Florida hikes private equity target to 5%

The pension's board, which manages about $110bn in assets, has also significantly increased the target for strategic investments, which includes debt funds and infrastructure.

The Florida State Board of Administration has increased its target allocation to private equity from 3.5 percent to 5 percent, and bumped its allocation to debt-related funds to 3 percent.

Florida SBA, which manages a total $135 billion of assets under management, had a goal of committing between $1.5 billion and $2 billion in fiscal 2010 to private equity funds. The pension’s fiscal year ends 30 June.

The board also slightly hiked its target allocation for real estate to 7 percent from 6.4 percent.

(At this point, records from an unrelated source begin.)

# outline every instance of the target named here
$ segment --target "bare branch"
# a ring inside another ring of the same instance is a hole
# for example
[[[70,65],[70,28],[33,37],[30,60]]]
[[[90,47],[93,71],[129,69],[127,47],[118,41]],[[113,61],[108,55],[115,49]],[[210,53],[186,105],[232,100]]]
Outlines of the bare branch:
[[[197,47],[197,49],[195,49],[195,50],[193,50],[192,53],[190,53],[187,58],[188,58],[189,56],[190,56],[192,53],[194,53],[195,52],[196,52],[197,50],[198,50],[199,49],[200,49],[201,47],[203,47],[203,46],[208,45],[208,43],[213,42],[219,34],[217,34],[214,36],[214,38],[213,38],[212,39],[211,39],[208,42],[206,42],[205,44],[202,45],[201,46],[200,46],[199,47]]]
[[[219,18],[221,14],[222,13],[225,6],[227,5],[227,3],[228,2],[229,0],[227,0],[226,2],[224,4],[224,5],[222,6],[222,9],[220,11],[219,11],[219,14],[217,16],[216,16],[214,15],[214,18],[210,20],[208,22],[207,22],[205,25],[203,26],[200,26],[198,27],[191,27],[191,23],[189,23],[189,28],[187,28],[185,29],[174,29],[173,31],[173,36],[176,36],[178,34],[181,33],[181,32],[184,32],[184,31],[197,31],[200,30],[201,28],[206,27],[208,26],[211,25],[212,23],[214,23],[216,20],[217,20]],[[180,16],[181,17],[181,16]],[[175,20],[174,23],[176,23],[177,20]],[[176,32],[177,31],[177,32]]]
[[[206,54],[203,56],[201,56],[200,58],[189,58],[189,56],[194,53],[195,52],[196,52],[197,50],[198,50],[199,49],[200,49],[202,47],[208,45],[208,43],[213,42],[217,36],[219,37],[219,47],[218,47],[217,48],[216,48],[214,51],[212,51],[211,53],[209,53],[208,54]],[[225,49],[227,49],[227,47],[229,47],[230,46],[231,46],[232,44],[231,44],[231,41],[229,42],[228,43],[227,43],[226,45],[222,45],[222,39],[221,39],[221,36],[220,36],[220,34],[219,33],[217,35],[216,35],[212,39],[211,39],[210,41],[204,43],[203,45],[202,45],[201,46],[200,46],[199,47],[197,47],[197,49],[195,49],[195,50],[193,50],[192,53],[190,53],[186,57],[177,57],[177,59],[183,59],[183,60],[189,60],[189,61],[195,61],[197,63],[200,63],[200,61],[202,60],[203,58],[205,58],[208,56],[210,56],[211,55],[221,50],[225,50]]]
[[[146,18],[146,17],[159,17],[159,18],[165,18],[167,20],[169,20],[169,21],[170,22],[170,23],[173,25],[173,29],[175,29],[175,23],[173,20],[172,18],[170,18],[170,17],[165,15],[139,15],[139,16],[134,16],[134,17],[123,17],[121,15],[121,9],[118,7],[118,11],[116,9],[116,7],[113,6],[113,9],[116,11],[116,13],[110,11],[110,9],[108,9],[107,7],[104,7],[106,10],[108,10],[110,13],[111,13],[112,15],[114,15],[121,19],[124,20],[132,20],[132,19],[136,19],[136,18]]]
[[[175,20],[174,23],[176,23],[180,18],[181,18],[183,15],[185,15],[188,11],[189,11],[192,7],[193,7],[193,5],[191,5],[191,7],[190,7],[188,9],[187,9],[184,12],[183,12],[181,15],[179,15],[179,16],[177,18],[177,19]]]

Florida has put much more focus on what it calls “strategic investments”, which include debt-related funds like those managed by Oaktree Capital Management, as well as infrastructure, timber and hedge funds.

The pension increased the allocation target to strategic funds from 1.8 percent to 11 percent. Within strategic allocations, Florida SBA for the first time carved out space for an up to 2 percent allocation to infrastructure.

Florida has made a rash of commitments to debt funds since March, committing $260 million to funds managed by Oaktree, ABRY, Varde, and is negotiating commitments to GSO and Audax.

Florida's private equity consultant, Hamilton Lane, provided the board a review of the programme. Florida's private equity programme was launched in 1988, and has a 6.5 percent internal rate of return since inception. The portfolio has $4.5 billion in unfunded commitments.

Last year, according to Hamilton Lane, Florida made $1.2 billion in private equity commitments, and received $450 million in distributions.

The lowest performing fund in 2009 in Florida's portfolio is Centre Capital Partners II, a vintage 1995 fund, which had a -49 percent IRR for the year. The best performing fund in 2009 was the pension's Co-Investment Partners II, established in 2002, witha a 65.9 percent IRR.